Langsung ke konten utama

Energi Patriotisme Dalam Lagu Karya Maulanasyaikh

Oleh: Dr. TGH. Fahrurozi Dahlan, MA
Salah satu ciri khas NW adalah Bersenandung lagu patriotisme. Lagu pembangkit semangat yang tidak banyak Tuan Guru yang mempopulerkan dan menjadikannya sebagai media Pembelajaran atau media Dakwah. Terhitung Lebih dari 20-an Karya Maulanassyaikh dalam bentuk sajak dan syair. Satu diantara yang banyak itu adalah Lagu : Hayya Ghanu Nasyidana yang maknanya Mari Kita Bersenandung

Pertama:

Lagu Ini diajar lansung oleh Maulanassyaikh kepada murid-muridnya Di Ma'had DQH (Semoga Saya termasuk yang pantas menjadi murid Beliau).
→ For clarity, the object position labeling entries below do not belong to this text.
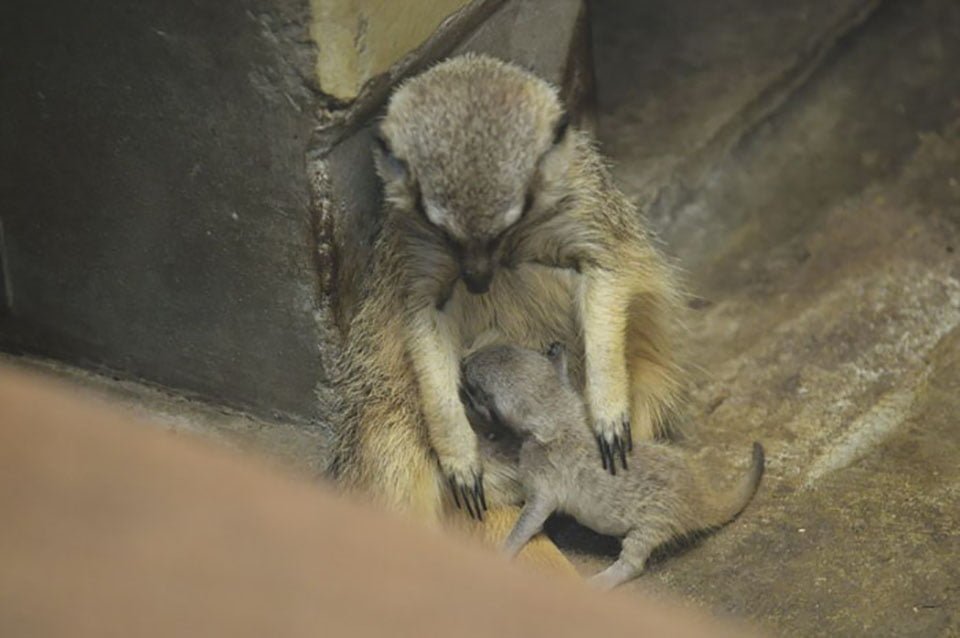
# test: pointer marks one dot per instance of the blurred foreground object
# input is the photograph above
(113, 528)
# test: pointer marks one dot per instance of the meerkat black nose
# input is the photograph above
(477, 282)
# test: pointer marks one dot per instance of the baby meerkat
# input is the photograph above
(498, 216)
(658, 497)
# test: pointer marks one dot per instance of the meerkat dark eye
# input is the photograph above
(560, 128)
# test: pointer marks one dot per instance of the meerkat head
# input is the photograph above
(521, 389)
(466, 148)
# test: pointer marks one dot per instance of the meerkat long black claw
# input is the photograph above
(603, 454)
(466, 500)
(453, 488)
(478, 492)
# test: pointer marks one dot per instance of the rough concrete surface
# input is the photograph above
(822, 253)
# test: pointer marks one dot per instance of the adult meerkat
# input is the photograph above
(498, 217)
(658, 497)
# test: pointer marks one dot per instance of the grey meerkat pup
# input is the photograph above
(657, 496)
(498, 216)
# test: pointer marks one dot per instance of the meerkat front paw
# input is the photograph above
(614, 439)
(465, 478)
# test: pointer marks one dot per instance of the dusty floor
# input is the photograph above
(810, 188)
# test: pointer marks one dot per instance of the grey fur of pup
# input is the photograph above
(660, 497)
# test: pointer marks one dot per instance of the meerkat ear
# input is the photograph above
(556, 160)
(557, 353)
(389, 166)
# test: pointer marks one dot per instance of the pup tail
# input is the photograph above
(726, 506)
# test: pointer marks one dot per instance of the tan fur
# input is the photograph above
(467, 144)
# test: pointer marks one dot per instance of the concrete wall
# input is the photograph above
(152, 193)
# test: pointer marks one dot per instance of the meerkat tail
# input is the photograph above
(540, 553)
(728, 505)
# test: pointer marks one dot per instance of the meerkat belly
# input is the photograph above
(530, 306)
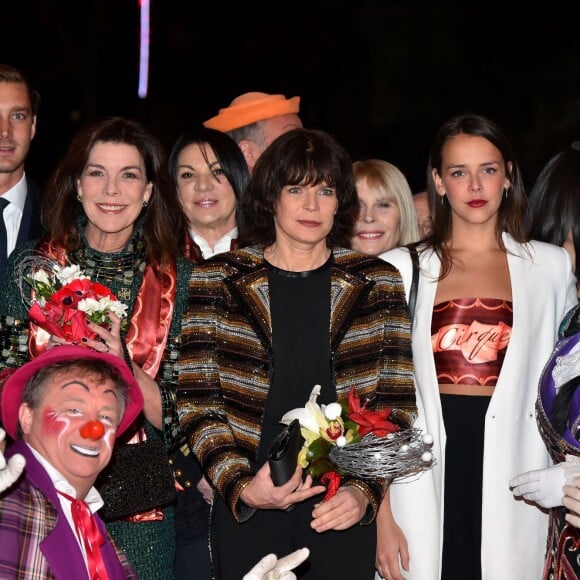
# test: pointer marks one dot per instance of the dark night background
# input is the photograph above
(380, 75)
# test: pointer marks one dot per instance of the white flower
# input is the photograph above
(118, 309)
(310, 416)
(69, 273)
(41, 276)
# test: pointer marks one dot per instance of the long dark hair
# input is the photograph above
(555, 201)
(227, 152)
(513, 208)
(299, 157)
(163, 218)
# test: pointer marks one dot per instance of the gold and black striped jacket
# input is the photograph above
(226, 358)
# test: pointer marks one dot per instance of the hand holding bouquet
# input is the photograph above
(64, 300)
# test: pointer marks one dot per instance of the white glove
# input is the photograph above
(544, 486)
(9, 472)
(270, 568)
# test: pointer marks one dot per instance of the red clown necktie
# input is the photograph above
(90, 535)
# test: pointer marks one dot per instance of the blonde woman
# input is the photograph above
(387, 216)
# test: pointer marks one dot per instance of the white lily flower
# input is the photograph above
(310, 416)
(69, 273)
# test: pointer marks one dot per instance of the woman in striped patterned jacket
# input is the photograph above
(266, 323)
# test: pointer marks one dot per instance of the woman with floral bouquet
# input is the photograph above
(115, 224)
(263, 326)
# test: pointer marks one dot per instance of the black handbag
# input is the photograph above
(283, 453)
(138, 479)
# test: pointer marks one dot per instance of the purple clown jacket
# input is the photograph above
(36, 540)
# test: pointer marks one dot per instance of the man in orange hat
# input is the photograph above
(254, 120)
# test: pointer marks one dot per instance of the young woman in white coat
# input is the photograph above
(488, 308)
Beliau menyebut Lagu Ini Lagu Khalid bin Walid. Lagu penggerak perjuangan. Saya bisa maknai kenapa Beliau menyebut Lagu Ini Lagu Khalid bin walid. Penyemangat untuk berjuang pantang menyerah.

Kedua: Lagu Ini dipopulerkan pada 4 atau tiga tahun menjelang wafatnya Maulanassyaikh Dan selalu dibaca diakhir pengajian Beliau. Beliau sepontan selesai mengaji lansung Bersenandung Hayya Ghanu Nasyidana...kitapun serentak menyahut Dan menyambut senandung Lagu Ini. Pertanyaannya...Fahamkah kita kenapa Lagu Ini dipopulerkan Di akhir2 hayat Beliau...padahal Lagu Ini Beliau karang Di tahun 1950-an seiring dengan lagu-lagu Antiya Pancor, Ya man yarumu, Nahdlatul wathan setia...
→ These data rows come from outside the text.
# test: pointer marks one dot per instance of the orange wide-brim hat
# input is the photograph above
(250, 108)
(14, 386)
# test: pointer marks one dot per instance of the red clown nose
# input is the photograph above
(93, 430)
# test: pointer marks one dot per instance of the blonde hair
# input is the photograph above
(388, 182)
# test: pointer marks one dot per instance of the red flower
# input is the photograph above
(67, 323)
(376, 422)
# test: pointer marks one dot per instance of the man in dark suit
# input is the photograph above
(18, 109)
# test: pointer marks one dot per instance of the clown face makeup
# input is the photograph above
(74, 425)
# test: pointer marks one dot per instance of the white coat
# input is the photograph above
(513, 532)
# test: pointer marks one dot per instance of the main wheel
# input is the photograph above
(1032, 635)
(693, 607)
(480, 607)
Saya mencoba menganalisanya dengan pendekatan analitis teks / wacana kritis yang dipadukan dengan pendekatan etis santrisme. 
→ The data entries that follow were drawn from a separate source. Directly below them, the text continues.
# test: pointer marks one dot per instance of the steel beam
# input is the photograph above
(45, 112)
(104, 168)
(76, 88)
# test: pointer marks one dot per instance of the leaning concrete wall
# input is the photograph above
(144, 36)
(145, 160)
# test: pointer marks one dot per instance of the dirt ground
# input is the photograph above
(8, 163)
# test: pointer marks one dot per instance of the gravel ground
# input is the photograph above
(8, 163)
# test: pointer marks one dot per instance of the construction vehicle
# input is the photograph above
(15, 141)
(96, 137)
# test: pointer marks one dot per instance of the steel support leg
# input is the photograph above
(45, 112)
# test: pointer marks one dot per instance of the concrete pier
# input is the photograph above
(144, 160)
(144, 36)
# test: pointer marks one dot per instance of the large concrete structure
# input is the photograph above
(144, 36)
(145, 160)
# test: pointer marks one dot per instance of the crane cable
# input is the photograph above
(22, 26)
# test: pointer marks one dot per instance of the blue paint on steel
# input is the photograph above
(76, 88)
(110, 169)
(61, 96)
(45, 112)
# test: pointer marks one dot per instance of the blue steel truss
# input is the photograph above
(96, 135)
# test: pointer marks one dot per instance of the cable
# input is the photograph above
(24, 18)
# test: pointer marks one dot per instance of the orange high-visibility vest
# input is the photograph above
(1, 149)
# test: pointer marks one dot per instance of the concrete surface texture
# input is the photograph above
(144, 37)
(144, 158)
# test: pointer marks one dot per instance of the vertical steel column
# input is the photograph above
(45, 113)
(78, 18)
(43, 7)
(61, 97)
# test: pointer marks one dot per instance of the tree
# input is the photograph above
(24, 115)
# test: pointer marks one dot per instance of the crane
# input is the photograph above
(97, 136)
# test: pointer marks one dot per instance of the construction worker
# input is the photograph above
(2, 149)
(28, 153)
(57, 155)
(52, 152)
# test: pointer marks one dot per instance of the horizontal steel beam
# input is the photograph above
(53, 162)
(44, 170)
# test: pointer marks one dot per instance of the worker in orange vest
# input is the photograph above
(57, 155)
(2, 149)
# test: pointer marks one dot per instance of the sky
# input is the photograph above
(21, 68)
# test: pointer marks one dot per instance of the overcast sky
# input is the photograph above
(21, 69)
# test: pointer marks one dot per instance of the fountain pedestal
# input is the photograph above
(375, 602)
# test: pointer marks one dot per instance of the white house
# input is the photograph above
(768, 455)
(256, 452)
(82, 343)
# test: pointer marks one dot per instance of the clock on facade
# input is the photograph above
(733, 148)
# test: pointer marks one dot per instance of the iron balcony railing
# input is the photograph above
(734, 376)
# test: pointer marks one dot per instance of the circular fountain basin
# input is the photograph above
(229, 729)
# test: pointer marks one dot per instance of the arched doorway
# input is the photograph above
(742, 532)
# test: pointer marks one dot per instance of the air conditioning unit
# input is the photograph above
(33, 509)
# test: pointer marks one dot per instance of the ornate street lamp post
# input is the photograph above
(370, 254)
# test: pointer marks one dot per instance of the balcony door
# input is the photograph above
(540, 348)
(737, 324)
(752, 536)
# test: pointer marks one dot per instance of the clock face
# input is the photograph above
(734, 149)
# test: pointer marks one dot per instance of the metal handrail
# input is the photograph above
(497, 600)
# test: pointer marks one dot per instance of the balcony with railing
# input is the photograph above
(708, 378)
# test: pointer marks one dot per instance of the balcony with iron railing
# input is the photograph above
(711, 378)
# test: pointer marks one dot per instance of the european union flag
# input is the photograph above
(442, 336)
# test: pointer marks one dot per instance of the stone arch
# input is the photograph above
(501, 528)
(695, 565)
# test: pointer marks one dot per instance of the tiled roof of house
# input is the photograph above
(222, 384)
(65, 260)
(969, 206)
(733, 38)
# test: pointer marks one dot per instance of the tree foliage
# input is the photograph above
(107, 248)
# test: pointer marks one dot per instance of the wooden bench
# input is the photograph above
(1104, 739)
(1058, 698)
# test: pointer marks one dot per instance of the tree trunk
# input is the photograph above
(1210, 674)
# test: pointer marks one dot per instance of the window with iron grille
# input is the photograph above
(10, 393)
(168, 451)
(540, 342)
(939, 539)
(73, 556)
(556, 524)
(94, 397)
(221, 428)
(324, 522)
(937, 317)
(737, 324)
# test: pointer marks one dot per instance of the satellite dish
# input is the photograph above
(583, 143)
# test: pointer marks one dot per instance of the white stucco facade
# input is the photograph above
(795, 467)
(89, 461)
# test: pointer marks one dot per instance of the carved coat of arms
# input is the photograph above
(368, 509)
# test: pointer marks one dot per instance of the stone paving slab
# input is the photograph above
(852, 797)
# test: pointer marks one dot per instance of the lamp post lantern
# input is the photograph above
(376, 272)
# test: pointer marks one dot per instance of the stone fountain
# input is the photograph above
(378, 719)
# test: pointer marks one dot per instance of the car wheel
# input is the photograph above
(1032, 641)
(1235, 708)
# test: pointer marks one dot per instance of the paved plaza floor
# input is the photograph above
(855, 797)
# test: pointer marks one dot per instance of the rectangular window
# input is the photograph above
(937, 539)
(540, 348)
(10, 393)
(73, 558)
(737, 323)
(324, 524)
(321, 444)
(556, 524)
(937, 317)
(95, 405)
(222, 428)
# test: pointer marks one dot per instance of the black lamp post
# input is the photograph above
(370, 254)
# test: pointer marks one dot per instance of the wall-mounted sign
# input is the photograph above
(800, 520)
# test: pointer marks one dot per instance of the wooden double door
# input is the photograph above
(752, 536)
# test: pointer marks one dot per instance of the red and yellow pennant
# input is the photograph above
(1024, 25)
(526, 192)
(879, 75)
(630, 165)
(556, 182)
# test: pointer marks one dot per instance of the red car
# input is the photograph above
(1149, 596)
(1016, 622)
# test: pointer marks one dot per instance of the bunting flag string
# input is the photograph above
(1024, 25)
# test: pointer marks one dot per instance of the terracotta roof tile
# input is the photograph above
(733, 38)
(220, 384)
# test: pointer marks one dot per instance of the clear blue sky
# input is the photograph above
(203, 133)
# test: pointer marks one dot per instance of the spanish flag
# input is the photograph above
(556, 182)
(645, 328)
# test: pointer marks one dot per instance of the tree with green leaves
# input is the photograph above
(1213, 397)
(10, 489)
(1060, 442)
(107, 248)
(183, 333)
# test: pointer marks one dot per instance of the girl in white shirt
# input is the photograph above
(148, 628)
Ketiga: Hayya.. Panggilan Kolektif Dan kebersamaan. Maulanassyaikh faham akan pentingnya kerja Kolektif Dan kebersamaan. Tidak akan sukses sebuah organisasi Tampa kolektifitas. (Jamaah wa jam'iyyah.)
Keempat: Nasyiidana: Lagu kita. Lagu untuk kita. Bersenandung bersama. Dalam perjuangan suka duka harus ditanggung bersama. Kebahagiaan harus dirasakan oleh Semua orang. 
Kelima: Yaa Fata Sasak. 
Duhai pemuda Sasak. Panggilan komunitas dan Panggilan primordialisme sebagai identitas Beliau sebagai orang Sasak yang telah tersibghoh dgn berjuta pengalaman tapi tidak melupakan dari mana asal muasal Beliau berangkat shigga menjadi orang terpandang. 
Keenam; Sasak di Indonesia. Menjelaskan eksistensi pemuda Sasak yang terus berkiprah untuk Indonesia bahkan Nusantara bahkan dunia. Penyebutan Sasak bi Indonesia. Sangat memungkinkan Anak Sasak memimpin Indonesia atau mempertegas komitment entitas dan identitas yang harus mampu bersaing Di tengah keterpurukan pemuda Sasak saat itu. 
Ketujuh: Ballighil ayyyama wallayaaliya: pemuda Sasak harus ambil Posisi sebagai penyampai misi visi keagamaan dan kebangsaan yang tak kenal siang dan malam. Tak kenal lelah dan menyerah. 
Kedelapan: Nahnu Ikhwanusshofa: kita adalah kelompok Ikhwanusshofa. Kelompok cerdik pandai yang intelektual sufistik yang terdidik dan tercerahkan. Penisbahan kita orang Sasak dengan Ikhwanusshofa memberikan arti kita harus berpikir visioner Dan konstruktif demi sampainya misi visi Menuju Indonesia yang terdidik. Menggambarkan heriok tokoh-tokoh pemikir guna menjadi panduan Dan teladan untukmu Yaa Fata Sasak. 
Kesembilan: Kulluna alal wafa. KITA dalam loyalitas yang sama Dan dedikasi yang tak ternilai. Loyal Dan dedikasi menjadi prasyarat untuk meraih visi misi kejayaan. Tidak ada artinya berorganisasi jika tidak loyal kepada pimpinan organisasi. PB NW namanya. Tak usah terlalu berlebihan untuk menjadi number  One. Di Indonesia jika kita tidak berada dalam loyalitas [KULLUNA ALAL WAFA]. intinya Ini kita harus WAFA atas pimpinan yang terlegalkan secara agama Dan negara. Agar mulus kita Menuju Yaa Fata Sasak Bi Indonesia. [harapan maulana].
Kesepuluh: Fastaiz bihizbina yahya... Bangkitlah melalui organisasi kita Sehingga kita sukses. Sukses bersama organisasi kita Duhai Fata Sasak. 
Kesebelas. Lalalala nubaly lalala numaly. Pengikraran Dan pengutan komitment untuk tidak pantang menyerah Dan tak boleh berhenti berjuang.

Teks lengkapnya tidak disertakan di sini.